As well as killing thousands, Japan’s natural disasters caused a leak of dangerous amounts of radiation into the environment. Meanwhile, many of those who survived are struggling with their own nuclear nightmare.
A triple disaster on a scale the world has never known caused damage, destruction and uncertainty, forcing tens of thousands of Japanese refugees to leave their lives behind and seek shelter anywhere they can.
“Some people do evacuate,” says Komae Hosokawa, a nuclear sociologist. “But the problem is they are the minority and they have been accused by their neighbors, by their classmates and of course by official personnel that they are causing unfounded anxiety among people, which is not good.”
Though primarily a move towards self-preservation, this idea of desertion is defined by many as characteristically un-Japanese and has earned those who have evacuated the dishonorable title of traitor.

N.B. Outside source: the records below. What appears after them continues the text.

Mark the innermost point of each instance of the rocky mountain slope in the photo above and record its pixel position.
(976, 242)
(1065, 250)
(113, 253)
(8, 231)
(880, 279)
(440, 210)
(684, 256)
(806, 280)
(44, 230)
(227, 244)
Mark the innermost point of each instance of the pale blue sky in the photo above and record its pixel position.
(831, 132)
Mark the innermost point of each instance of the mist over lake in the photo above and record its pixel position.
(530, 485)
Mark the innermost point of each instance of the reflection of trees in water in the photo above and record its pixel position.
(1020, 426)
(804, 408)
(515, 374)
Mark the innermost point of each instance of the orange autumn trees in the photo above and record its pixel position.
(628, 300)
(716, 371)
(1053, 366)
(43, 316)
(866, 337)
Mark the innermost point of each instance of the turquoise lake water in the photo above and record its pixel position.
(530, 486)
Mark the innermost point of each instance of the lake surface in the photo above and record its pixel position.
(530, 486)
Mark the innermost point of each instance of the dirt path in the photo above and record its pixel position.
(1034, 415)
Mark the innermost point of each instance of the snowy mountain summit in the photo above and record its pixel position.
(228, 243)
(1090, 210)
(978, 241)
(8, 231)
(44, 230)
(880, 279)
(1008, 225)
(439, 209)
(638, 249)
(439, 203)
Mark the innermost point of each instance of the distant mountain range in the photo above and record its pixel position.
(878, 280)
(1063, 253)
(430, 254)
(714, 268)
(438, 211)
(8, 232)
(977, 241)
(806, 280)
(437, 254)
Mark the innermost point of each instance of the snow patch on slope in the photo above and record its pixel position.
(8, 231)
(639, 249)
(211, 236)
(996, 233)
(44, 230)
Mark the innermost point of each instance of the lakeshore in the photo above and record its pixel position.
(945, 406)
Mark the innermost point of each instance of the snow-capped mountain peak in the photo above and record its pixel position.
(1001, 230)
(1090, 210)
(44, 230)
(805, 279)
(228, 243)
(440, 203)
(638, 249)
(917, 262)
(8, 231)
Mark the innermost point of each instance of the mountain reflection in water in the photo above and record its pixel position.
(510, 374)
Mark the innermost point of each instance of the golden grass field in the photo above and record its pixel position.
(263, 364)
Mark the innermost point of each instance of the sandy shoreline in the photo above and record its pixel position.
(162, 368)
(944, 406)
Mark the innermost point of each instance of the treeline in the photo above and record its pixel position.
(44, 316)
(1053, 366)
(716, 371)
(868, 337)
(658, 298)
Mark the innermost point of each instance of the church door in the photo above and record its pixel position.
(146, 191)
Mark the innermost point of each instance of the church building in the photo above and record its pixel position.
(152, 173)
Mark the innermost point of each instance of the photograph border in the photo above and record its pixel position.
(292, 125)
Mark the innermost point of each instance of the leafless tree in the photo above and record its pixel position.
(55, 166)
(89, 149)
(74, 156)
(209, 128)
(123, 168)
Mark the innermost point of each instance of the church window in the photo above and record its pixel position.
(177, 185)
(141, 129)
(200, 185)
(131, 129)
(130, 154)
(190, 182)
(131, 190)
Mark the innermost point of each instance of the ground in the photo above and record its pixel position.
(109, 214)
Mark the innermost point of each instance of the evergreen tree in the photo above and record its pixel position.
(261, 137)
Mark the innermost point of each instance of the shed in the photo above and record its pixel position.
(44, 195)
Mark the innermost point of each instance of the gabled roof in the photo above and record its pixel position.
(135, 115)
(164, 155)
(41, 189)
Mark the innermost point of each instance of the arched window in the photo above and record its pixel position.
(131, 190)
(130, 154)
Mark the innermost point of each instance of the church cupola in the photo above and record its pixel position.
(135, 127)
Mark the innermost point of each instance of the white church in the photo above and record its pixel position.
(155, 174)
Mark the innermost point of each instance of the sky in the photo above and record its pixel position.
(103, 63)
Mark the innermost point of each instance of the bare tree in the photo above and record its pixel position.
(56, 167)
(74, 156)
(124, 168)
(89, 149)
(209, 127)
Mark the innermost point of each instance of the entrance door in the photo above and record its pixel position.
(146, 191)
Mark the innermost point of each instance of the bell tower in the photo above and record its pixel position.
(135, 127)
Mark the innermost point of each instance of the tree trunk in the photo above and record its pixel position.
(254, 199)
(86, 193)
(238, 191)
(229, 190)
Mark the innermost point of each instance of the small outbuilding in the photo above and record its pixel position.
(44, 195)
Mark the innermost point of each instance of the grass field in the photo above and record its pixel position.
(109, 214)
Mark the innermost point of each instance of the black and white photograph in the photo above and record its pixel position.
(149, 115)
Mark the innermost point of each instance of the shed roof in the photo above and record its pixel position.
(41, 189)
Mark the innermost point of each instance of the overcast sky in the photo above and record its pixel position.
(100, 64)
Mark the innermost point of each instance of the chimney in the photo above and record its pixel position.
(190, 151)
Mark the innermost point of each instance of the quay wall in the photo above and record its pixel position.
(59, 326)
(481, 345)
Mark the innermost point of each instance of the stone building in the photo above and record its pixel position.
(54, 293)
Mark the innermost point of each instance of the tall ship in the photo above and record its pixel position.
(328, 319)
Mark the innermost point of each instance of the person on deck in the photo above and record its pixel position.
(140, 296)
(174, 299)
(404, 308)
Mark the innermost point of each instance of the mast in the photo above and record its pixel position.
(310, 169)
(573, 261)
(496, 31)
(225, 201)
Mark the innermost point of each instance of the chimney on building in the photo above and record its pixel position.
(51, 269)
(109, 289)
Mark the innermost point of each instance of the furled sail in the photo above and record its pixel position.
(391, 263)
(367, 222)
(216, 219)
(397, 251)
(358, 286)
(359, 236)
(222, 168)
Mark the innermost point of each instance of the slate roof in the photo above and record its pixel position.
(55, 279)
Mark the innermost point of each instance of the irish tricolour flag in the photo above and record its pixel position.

“Of course is hard to hear that,” says Suenami Sato, one of the refugees. “We have family, neighbors… We think about our health, but in other words we ran away. We escaped because we are scared of radiation. But there is no example in the world of something similar and the consequences are still ongoing.”
While those who have moved to shelters here in Tokyo are facing pressure to move back home there are others who have lost everything, cannot handle the overwhelming change and are facing even darker demons.

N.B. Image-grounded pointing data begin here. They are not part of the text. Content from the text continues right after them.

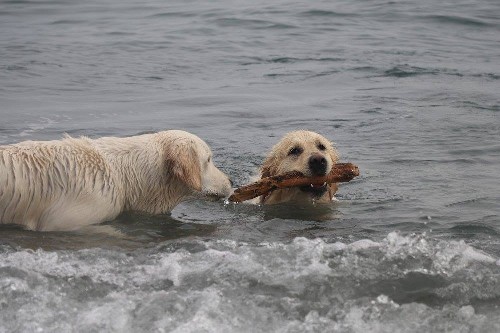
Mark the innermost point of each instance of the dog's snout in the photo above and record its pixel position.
(317, 165)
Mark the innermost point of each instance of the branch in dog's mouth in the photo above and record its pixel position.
(341, 172)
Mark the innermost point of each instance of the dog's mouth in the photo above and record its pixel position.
(316, 190)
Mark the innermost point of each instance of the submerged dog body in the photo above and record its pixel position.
(307, 152)
(70, 183)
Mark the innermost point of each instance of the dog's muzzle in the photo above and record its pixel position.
(317, 165)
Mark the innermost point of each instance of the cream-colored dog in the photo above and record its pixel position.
(307, 152)
(70, 183)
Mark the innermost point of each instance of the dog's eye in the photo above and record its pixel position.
(295, 151)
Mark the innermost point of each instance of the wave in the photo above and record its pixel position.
(223, 285)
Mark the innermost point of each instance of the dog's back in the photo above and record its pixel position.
(55, 185)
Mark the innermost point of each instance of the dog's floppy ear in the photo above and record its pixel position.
(184, 164)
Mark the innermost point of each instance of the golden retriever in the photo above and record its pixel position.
(307, 152)
(75, 182)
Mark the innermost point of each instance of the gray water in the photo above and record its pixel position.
(408, 90)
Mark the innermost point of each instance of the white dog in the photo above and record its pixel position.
(70, 183)
(307, 152)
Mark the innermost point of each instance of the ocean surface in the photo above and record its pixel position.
(408, 90)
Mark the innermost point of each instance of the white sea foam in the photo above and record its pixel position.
(224, 286)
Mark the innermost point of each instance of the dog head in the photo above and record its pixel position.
(189, 159)
(307, 152)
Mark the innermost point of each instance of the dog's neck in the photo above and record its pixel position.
(144, 185)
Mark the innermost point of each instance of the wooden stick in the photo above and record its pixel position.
(341, 172)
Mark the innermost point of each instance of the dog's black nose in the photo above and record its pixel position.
(317, 165)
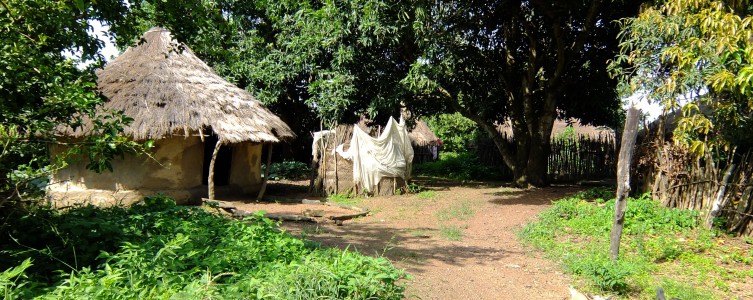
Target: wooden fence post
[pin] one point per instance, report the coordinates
(719, 200)
(263, 189)
(210, 182)
(627, 147)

Japan already has one of the highest suicide rates in the world, and following the disaster in March the government has issued a warning about a possible nationwide epidemic of depression.
“We hear some organic farmers committed suicide, because you know for organic farmers soil is everything,” says Komae Hosokawa “They nurture the good soil after many years of hard work and it is just contaminated in one night or two you know. So some farmers committed suicide and I am very sad to hear the news. And many other farmers are also very much depressed.”
A recent national survey in Japan performed by Dr. Hirohito Hirose, a disaster psychology specialist, and his team shows that suicide rates in Japan have in fact increased in the months since the disaster compared to the same time frame in the previous two years, but the demographics are not what one might expect.
“The rate increases not in the epicenter, disaster epicenter, but in the peripheral areas,” said Dr. Hirohito. “Because survivors who have to reconstruct their life, they have no time to [contemplate] suicide.”
This disaster has certainly taken its toll on Japan’s economy and such constant reminders of an intense topic can harm the collective psyche of the people who live here as well.
“Because of the tsunami disaster and the nuclear disaster many people have actually lost their jobs or their working conditions have crashed, so they have so many good reasons to commit suicide,” said Komae Hosokawa.